Addressing MySQL, it is fair to say any number of single missing features makes it unsuitable for our purposes.

A NoSQL store is used for storing a variety of data that isn't easily or usefully stored in the RDBMS. A good example of this is the event log, that stores an arbitrary dictionary supplied by the application on a case-by-case basis. In the event that the log data is lost, well..it's not that big a deal.

Each of the NoSQL systems has significant overlap with the others, and some level of specialisation. Most of them are pretty good and could reasonably be used for our purposes. MongoDB is chosen due partly to familiarity, and partly because it isn't a key/value store and thus supports a couple of additional query modes that are useful for us.

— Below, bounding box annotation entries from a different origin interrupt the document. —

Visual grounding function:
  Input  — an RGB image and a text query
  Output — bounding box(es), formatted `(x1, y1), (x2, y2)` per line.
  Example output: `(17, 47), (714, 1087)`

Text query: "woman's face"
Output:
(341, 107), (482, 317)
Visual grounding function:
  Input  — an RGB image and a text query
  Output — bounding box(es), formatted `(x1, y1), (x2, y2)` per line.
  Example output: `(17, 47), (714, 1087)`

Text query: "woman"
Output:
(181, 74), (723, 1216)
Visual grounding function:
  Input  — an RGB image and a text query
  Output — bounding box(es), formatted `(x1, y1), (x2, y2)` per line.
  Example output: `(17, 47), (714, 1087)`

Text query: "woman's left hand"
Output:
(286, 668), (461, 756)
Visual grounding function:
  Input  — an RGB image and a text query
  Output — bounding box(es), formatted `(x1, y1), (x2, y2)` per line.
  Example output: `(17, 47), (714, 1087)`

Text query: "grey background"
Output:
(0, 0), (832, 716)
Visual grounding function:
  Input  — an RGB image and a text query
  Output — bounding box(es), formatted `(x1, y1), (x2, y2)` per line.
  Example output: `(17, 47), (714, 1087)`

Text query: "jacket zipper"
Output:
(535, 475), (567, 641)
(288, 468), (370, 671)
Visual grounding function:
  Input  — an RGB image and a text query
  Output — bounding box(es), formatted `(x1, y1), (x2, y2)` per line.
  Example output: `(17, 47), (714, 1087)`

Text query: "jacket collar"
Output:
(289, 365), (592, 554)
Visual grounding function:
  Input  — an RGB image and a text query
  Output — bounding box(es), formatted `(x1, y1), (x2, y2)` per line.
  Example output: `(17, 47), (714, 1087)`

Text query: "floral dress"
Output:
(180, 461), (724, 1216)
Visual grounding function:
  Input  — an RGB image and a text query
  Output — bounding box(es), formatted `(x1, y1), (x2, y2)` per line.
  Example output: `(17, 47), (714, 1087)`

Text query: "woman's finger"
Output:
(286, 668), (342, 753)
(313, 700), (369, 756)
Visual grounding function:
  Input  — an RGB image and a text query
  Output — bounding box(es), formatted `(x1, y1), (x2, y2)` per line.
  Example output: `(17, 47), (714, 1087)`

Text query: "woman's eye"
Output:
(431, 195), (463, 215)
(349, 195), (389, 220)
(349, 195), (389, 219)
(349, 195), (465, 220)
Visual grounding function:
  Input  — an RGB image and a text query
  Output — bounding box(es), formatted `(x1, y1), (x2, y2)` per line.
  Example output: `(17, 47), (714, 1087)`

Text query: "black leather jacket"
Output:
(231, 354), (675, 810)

Redis is the strongest competitor for this position and would probably be equally capable, with the caveat that it is more about k/v storage. One possible reason why we may change this decision is that Redis offers PUB/SUB and queue operators that could plausibly be used to remove the need for 0MQ.

A tightly contested position, the backend communications loop was a close tie between Redis, 0MQ and RabbitMQ. Indeed Rabbit had been decided upon, but discussion with someone who had been using most of the solutions in production convinced me to switch to 0MQ. The fundamental issue is that Rabbit represents a complex solution, and it becomes difficult to diagnose in the event of weird failure, which apparently is just not all that uncommon (it's not Rabbit itself, various drivers, reconnect sequences etc can apparently cause problems).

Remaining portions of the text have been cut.